Interpretation
Our study has strong clinical relevance. We set out to validate the association between VBAC and significant perineal injury using a large cohort, and have demonstrated with updated methodology that women having a VBAC are 21% more likely than primiparous women to sustain a 3rd or 4th degree tear during vaginal birth. Current antenatal counselling and patient education for women attempting a VBAC typically focusses on the risk of uterine rupture and subsequent fetal complications (17, 18), often without any reference to the increased risk of obstetric anal sphincter injury.

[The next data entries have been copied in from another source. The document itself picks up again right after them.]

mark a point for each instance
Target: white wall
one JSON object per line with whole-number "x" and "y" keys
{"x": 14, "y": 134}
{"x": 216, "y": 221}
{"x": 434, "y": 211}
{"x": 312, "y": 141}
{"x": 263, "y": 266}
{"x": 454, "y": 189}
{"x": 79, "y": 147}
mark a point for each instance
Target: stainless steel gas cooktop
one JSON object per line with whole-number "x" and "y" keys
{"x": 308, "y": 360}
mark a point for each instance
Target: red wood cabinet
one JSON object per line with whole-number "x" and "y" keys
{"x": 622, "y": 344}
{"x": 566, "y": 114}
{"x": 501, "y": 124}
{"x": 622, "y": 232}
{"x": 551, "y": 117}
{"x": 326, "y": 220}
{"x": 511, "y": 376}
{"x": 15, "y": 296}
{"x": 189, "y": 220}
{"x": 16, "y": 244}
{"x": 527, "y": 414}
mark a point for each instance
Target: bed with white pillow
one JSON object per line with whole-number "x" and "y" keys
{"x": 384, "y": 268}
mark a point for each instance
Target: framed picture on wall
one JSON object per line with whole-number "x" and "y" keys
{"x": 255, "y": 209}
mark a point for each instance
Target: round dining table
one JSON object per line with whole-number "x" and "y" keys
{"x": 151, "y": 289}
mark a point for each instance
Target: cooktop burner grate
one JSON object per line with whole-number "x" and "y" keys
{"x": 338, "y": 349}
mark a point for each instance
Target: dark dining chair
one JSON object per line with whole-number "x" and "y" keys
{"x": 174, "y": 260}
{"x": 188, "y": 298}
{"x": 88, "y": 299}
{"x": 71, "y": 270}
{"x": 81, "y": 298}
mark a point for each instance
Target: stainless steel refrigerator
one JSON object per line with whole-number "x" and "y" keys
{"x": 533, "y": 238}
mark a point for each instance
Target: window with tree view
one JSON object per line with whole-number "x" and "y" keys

In light of our findings, we feel the evidence now convincingly demonstrates an increased risk of significant perineal injury associated with VBAC. We suggest that this risk should be included in the antenatal counselling of women considering a VBAC and be acknowledged in the guidelines of peak professional bodies such as the Royal Australian and New Zealand College of Obstetricians and Gynaecologists and the Royal College of Obstetricians and Gynaecologists.
Our study is well-timed with many Western jurisdictions introducing initiatives to prevent and reduce the occurrence of 3rd and 4th degree tears. Through measures such as timely mediolateral episiotomy and Manual Perineal Protection, the OASI Care Bundle, introduced throughout the UK in 2016-2017, was shown to significantly reduce the risk of 3rd and 4th degree tears (aOR 0.80; 95%CI 0.65-0.98) in participating units (39). In Victoria, Australia, there is a current state-wide initiative to reduce the rate of 3rd and 4th degree tears amongst all women having a vaginal birth (the Better births for women collaborative ), instigated in 2019 by the peak safety and quality institution, Safer Care Victoria (40). Neither the OASI Care Bundle in the UK or the Better Births initiative in Australia identified women having VBAC as a high-risk group, however our findings suggest that these women should be prioritised in such initiatives.
Our intention in pursuing this study was not to dissuade either patients or healthcare providers from supporting women attempting a vaginal birth after caesarean section, but rather to make antenatal counselling more comprehensive, birth management decisions better informed and to help optimise intrapartum care. There are myriad benefits associated with successful, uncomplicated VBAC, some of which include expedited post-birth recovery and improved breastfeeding initiation (41, 42). Vaginal birth after caesarean section also avoids the well-established risks related to repeat caesarean section delivery, such as significant bleeding, development of abdominal adhesions, increased future risk of placenta praevia, disorders of placental adherence and unnecessary iatrogenic preterm birth in the setting of threatened preterm labour (43, 44).